Mobile devices today are far more capable, and capacious, than the analog bricks of decades past. That also creates new security risks, which the feds are asking the public to address in comments due Friday.
"Mobile devices are expected to continue to become more powerful and communicate at higher speeds, eventually giving people the power and functionality of a full desktop," the National Institute of Standards and Technology says in its draft of Guidelines on Cell Phone and PDA Security. "Besides increasing productivity, such improvements are rapidly turning cell phones into extensive data reservoirs capable of holding a broad range of personal and organizational information."
The increasing capabilities of handheld devices create risks that regular consumers--not just corporate customers or government employees--should be watching out for. Prepared for federal agencies but available for anyone to use, the draft guidelines from NIST are open for public comment through Friday.
The draft includes guidelines for both organizations and individuals using cell phones and PDAs. It suggests organizations deploying cell phones address security issues in advance, disable unnecessary services and providing central management and oversight of the devices. Individual users are encouraged to take steps such as using pin numbers or passwords and installing malware prevention software.

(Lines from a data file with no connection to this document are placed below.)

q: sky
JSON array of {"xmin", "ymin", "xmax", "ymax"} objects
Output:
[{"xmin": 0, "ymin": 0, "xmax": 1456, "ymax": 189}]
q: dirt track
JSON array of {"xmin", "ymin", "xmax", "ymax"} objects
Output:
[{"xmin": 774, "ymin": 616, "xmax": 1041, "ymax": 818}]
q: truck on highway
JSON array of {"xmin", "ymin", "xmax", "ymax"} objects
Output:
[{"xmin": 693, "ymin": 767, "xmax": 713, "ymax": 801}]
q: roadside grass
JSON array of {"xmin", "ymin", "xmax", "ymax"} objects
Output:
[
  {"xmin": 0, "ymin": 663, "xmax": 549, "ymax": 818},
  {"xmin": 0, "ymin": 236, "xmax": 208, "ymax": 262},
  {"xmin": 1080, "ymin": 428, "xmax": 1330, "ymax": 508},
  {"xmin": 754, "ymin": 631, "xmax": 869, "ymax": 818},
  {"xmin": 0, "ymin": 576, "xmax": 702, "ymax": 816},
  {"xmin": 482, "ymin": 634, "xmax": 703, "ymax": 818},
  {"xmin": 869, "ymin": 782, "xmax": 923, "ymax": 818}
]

The document cites the range of technology now available for handheld devices, including Global Positioning System (GPS) receivers, reduced-sized removable-media card slots, and wireless interfaces. The ubiquitous gadgets that most people are literally attached to the hip to are vulnerable to theft, spam, and eavesdropping, among other problems listed in the guidelines.
"An increasing amount of mobile malware has been reported over the past several years, which raises concerns for the future, particularly when coupled with the recent trend towards establishing a more open system environment for cellular handheld devices," the draft says. It also cites a study that estimated that 85,619 cell phones and 21,460 PDAs were left behind in one Chicago taxi firm's vehicles during a six-month period.